Había mucho viento en la Avenida Revolución, sonaban los fresnos, los oigo, un
gruñido helado, enorme. Y Cueto está boca arriba, electrizado, mudo,
desorbitados los ojos, hundido en el herbazal, bajo una lluvia de puntapiés,
tirones de cabellos, escupitajos, gritería sin fin, varazos y cachetadas. Entré
en la piña, tiré varias patadas, de propósito al aire, sí, pero era necesario
que me vieran tirar varias patadas. No sé cómo se levantó y ayudé a tumbarlo de
nuevo. Y la corretiza se hizo costumbre de toda una semana. Cueto andaba metido
entre sus hombros, como aterido, bizqueaba. Salía despacio, y cuando iba media
cuadra adelante explotaban los gritos: “¡El puto, el puto Cueto, allá va el
puto Cueto!” Y a correr, y a alcanzarlo, a derribarlo, a romperle las narices.

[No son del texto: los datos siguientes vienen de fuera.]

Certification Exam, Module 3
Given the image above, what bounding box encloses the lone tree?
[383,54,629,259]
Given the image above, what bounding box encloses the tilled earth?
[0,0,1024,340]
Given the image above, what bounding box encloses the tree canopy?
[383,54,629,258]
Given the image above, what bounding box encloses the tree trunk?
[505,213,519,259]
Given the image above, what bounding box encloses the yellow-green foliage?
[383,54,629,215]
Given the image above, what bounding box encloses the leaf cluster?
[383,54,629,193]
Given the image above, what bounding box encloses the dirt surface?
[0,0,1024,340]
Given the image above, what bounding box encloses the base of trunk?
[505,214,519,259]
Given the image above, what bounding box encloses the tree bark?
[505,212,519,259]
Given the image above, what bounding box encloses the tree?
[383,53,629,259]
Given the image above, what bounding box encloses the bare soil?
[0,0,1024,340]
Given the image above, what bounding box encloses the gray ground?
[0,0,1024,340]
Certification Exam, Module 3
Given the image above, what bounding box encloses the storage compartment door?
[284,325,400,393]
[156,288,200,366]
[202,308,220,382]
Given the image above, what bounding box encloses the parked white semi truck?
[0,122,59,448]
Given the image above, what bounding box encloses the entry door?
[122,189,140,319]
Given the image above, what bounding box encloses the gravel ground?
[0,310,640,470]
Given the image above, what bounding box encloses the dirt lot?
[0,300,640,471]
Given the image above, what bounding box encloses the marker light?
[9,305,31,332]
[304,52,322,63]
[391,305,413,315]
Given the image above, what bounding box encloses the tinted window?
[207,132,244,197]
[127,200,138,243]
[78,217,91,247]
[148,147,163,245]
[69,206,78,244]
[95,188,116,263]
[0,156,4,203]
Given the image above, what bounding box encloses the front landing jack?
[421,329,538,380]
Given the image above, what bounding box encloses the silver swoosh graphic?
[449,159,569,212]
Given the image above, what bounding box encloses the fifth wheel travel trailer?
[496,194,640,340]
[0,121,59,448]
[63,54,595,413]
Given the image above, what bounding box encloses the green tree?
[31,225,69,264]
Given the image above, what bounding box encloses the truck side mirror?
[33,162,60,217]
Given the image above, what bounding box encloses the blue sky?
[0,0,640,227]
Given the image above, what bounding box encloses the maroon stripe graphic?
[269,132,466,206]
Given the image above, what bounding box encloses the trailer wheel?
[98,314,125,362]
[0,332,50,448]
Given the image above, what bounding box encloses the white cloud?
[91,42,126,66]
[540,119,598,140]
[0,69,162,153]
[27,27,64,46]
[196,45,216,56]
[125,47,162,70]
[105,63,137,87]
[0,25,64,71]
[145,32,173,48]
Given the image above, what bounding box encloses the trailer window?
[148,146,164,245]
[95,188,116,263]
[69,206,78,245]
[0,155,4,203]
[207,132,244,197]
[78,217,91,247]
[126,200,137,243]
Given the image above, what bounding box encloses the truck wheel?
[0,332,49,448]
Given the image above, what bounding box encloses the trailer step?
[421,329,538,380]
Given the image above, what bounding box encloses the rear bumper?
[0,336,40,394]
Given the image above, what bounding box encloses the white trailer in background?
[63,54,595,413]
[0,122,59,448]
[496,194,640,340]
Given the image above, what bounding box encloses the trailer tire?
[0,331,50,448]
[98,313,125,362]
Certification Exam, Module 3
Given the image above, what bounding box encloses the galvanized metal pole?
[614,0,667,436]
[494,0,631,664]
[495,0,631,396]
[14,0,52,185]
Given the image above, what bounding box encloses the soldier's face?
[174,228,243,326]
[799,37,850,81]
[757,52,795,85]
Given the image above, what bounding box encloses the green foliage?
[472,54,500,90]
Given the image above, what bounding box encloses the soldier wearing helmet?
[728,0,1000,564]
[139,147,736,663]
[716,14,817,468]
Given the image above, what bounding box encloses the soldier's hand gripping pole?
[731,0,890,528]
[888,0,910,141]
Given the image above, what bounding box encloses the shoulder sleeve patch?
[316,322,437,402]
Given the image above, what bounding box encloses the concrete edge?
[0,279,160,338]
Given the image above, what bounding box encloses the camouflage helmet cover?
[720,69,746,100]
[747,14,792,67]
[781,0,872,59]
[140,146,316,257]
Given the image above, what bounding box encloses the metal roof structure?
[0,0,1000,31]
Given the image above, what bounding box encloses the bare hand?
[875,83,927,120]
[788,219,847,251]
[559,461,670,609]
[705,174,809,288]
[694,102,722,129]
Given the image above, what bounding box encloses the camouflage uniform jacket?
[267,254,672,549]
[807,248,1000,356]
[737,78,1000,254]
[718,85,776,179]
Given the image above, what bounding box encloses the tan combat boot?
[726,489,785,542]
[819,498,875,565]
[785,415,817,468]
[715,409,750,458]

Hasta que fue su madre a ver al maestro Román. Larga y jorobada, en la miseria,
sin dientes, estregándose la cara con los puños, y manoteando luego hacia todos
nosotros, acusándonos a todos.
-¿Tú
lo volviste a ver, Faustino? Siempre lo recuerdo con pena, o más bien... no sé,
éramos... nueve años...
No hace muchos años que se dio a conocer la expresión “bullying” y en forma
inmediata pasó a ocupar un lugar destacado en el vocabulario básico para
encarar temas educativos. Ello ha dado lugar a la proliferación de foros y
especialistas en cuestiones de bullying. Sin embargo, como hemos visto el
problema de la violencia en las escuelas viene de larga data, lo que no quita
trascendencia al tema ni cuestiona a los profesionales que abordan la cuestión
(si bien como dice Salvador Cardús “nunca
se sabe con exactitud si los problemas suscitan la aparición de los expertos, o
si por el contrario son los expertos quienes se inventan los problemas…”)
No
hay duda de que la violencia entre
alumnos dentro y fuera de las instituciones escolares alcanza niveles
preocupantes, tanto en lo que hace a su frecuencia como a la gravedad de sus
manifestaciones “reales” como “virtuales”. Son muchos los factores que explican
esta coyuntura, entre ellos que la violencia social -como no podía ser de otra
manera- llega a las escuelas. Asimismo el desarrollo de las nuevas tecnologías
permite difundir imágenes e informaciones degradantes a quienes se amparan en
el anonimato de la red.
Violencia escolar, acoso, bullying, diversos nombres para identificar
situaciones muy dolorosas que encuentran terreno fértil en la impunidad, la
cultura de la prepotencia, el imperio de los poderosos y muchos etcéteras.